Kafka Cluster with Docker Compose Part 2

Posted by muzir on November 10, 2019 · 10 mins read

We introduce to run and test kafka cluster in local in the first part of the Kafka Cluster series. In this post we will take a bit closer to how to use the Kafka Cluster as a middleware between different applications. Basically we will have a project which produce a message and in another project consume the message and save to database.

Introduction

Currently we have two projects as consumer and producer. These two projects communicating via Kafka. Producer produce ProductChange message and publish it to Product.change topic. Consumer listen same topic check with product name if it hasn’t saved before then save it to product table. In current configuration we have one producer and 2 consumers. When we will create Product.change topic, we will create it with --replication-factor 3 and --partitions as 3. So the topic will be replicated in 3 kafka brokers. And in each broker it will has 3 partitions.

Configuration

We have 3 docker-compose.yaml files. One of them for kafka cluster, another one is for producer and last one for consumer. Kafka cluster docker-compose.yaml is same with the previous post so if you want to check it in detail check the previous post in the first part of the Kafka Cluster series .

Producer Docker Compose Configuration

Basically producer has service configuration and networks configuration. In service configuration point out project main folder with build so docker engine know where to find the project folder when it wants to build the image. ports, application serves in this port and in environment define the environment variables which will be used inside producer project. In networks instead of use the default docker network we explicitly define the network name. Because we want that all docker-compose.yamls which will be used in consumer and producer should be in same network. If you run consumer, producer and kafka cluster via same docker-compose.yaml we don’t need to define network they will all use same network. But in our case we have to define the network name in each docker-compose.yaml file.

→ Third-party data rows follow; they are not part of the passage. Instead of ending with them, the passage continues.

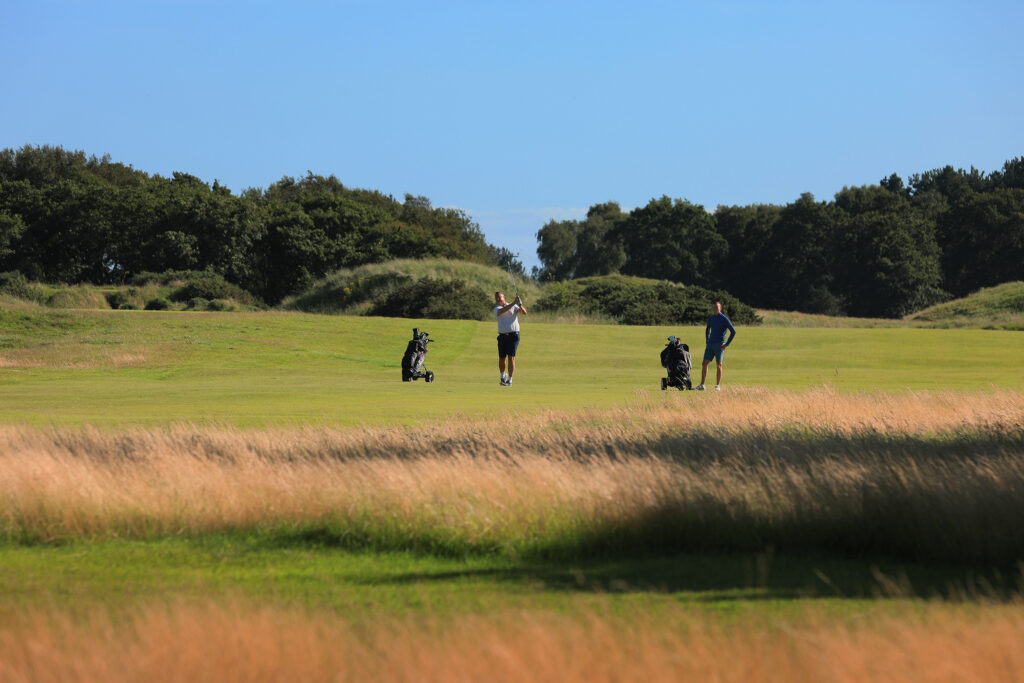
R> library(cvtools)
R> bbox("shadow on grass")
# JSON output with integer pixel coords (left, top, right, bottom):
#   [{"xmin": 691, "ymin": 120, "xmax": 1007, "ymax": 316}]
[
  {"xmin": 264, "ymin": 529, "xmax": 1024, "ymax": 602},
  {"xmin": 346, "ymin": 553, "xmax": 1021, "ymax": 602}
]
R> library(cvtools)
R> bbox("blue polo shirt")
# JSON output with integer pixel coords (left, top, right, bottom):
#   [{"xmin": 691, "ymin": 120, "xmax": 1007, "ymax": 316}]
[{"xmin": 705, "ymin": 313, "xmax": 736, "ymax": 348}]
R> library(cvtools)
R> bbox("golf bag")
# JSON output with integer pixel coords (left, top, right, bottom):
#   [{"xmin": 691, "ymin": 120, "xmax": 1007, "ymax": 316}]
[
  {"xmin": 662, "ymin": 337, "xmax": 693, "ymax": 391},
  {"xmin": 401, "ymin": 328, "xmax": 434, "ymax": 382}
]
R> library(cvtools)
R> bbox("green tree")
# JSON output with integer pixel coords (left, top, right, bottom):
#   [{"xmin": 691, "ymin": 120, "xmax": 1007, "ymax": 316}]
[
  {"xmin": 537, "ymin": 220, "xmax": 580, "ymax": 280},
  {"xmin": 574, "ymin": 202, "xmax": 627, "ymax": 278},
  {"xmin": 616, "ymin": 197, "xmax": 728, "ymax": 286},
  {"xmin": 836, "ymin": 201, "xmax": 945, "ymax": 317},
  {"xmin": 939, "ymin": 187, "xmax": 1024, "ymax": 296},
  {"xmin": 752, "ymin": 193, "xmax": 844, "ymax": 315}
]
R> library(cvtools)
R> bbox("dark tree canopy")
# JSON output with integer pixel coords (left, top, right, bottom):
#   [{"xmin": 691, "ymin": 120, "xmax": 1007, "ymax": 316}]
[
  {"xmin": 0, "ymin": 146, "xmax": 507, "ymax": 303},
  {"xmin": 538, "ymin": 158, "xmax": 1024, "ymax": 316}
]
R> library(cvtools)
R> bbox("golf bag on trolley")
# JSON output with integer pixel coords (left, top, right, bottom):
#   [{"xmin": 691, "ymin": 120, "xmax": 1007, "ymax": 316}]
[
  {"xmin": 401, "ymin": 328, "xmax": 434, "ymax": 382},
  {"xmin": 662, "ymin": 337, "xmax": 693, "ymax": 391}
]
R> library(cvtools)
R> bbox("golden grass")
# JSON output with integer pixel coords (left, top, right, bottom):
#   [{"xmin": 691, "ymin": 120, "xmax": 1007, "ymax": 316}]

Another important point in producer is message key. In below code, message is created and published to kafka. ProducerRecord takes three parameters as topic name, key and value(message). Key is important to share the load between partitions of the kafka broker. If we set the key as one constant all the messages will go to same partition and consumer can’t consume the messages in parallel. But if it is set randomly or according to partitions count then load can shared ideally by consumers which are in same consumer group.

@Override
public void publish(String message) {
//TODO Currently randomly set the key. Better approach can be round robin with partions count.
ProducerRecord<String, String> record = new ProducerRecord<>(topicName(), 
                                                            String.valueOf(message.hashCode()), 
                                                            message);
kafkaProducer.send(record, produceCallback);
}

version: '3.7'
services:
  spring-boot-kafka-cluster-producer:
    build: ../../producer
    ports:
      - "12348:12348"
    environment:
      SPRING_PROFILES_ACTIVE: dev
      JAVA_HEAP_SIZE_MB: 2048
      ENV_KAFKA_BOOTSTRAP_SERVERS: PLAINTEXT://kafka-1:19092,PLAINTEXT://kafka-2:29092,PLAINTEXT://kafka-3:39092
      ENV_APPLICATION_CLIENTID: producer-1

networks:
  default:
    external:
      name: kafka_default

Consumer Docker Compose Configuration

Consumer project is using a postgres database if you want to check its configuration in detail, you can check configure postgres section in spring boot docker post. We are running two consumers to simulate cluster environment where two nodes listen same topic and consume messages in same consumer group. This is the one of the advantage of Kafka. It is easy to provide a parallel environment and increase the throughput and reduce the latency of the applications. Because both consumers are in same consumer group they will share the partitions of the topic. If one of the consumer may stop because of some reasons(network or node crash etc.), the other one continue to consume the messages which provide availability and eventual consistency.


version: '3.7'
services:
  postgres:
    build: ../postgres
    environment:
      POSTGRES_USER: dbuser
      POSTGRES_PASSWORD: password
      POSTGRES_DB: store
    ports:
      - 5432:5432

  spring-boot-kafka-cluster-consumer-1:
    build: ../../consumer
    ports:
      - "12346:12346"
    links:
      - postgres
    environment:
      SPRING_PROFILES_ACTIVE: dev
      JAVA_HEAP_SIZE_MB: 2048
      ENV_KAFKA_BOOTSTRAP_SERVERS: PLAINTEXT://kafka-1:19092,PLAINTEXT://kafka-2:29092,PLAINTEXT://kafka-3:39092
      ENV_APPLICATION_PORT: 12346
      ENV_APPLICATION_CLIENTID: consumer-1

  spring-boot-kafka-cluster-consumer-2:
    build: ../../consumer
    ports:
      - "12347:12347"
    links:
      - postgres
    environment:
      SPRING_PROFILES_ACTIVE: dev
      JAVA_HEAP_SIZE_MB: 2048
      ENV_KAFKA_BOOTSTRAP_SERVERS: PLAINTEXT://kafka-1:19092,PLAINTEXT://kafka-2:29092,PLAINTEXT://kafka-3:39092
      ENV_APPLICATION_PORT: 12347
      ENV_APPLICATION_CLIENTID: consumer-2

networks:
  default:
    external:
      name: kafka_default

How to Run

First run the kafka cluster via following command ./cleanRun-kafka.sh, if your kafka cluster doesn’t run without error please check the first post’s Kafka and Zookeeper configurations , be sure your kafka and zookeeper host names defined in etc/host configurations. Now you can go to http://localhost:9000/addCluster to define your cluster in Kafka Manager . We define kafka-manager in kafka-cluster docker-compose.yaml to monitor our cluster. First you have to define the cluster, zookeeper hosts and click Poll consumer information to monitor consumer group lags.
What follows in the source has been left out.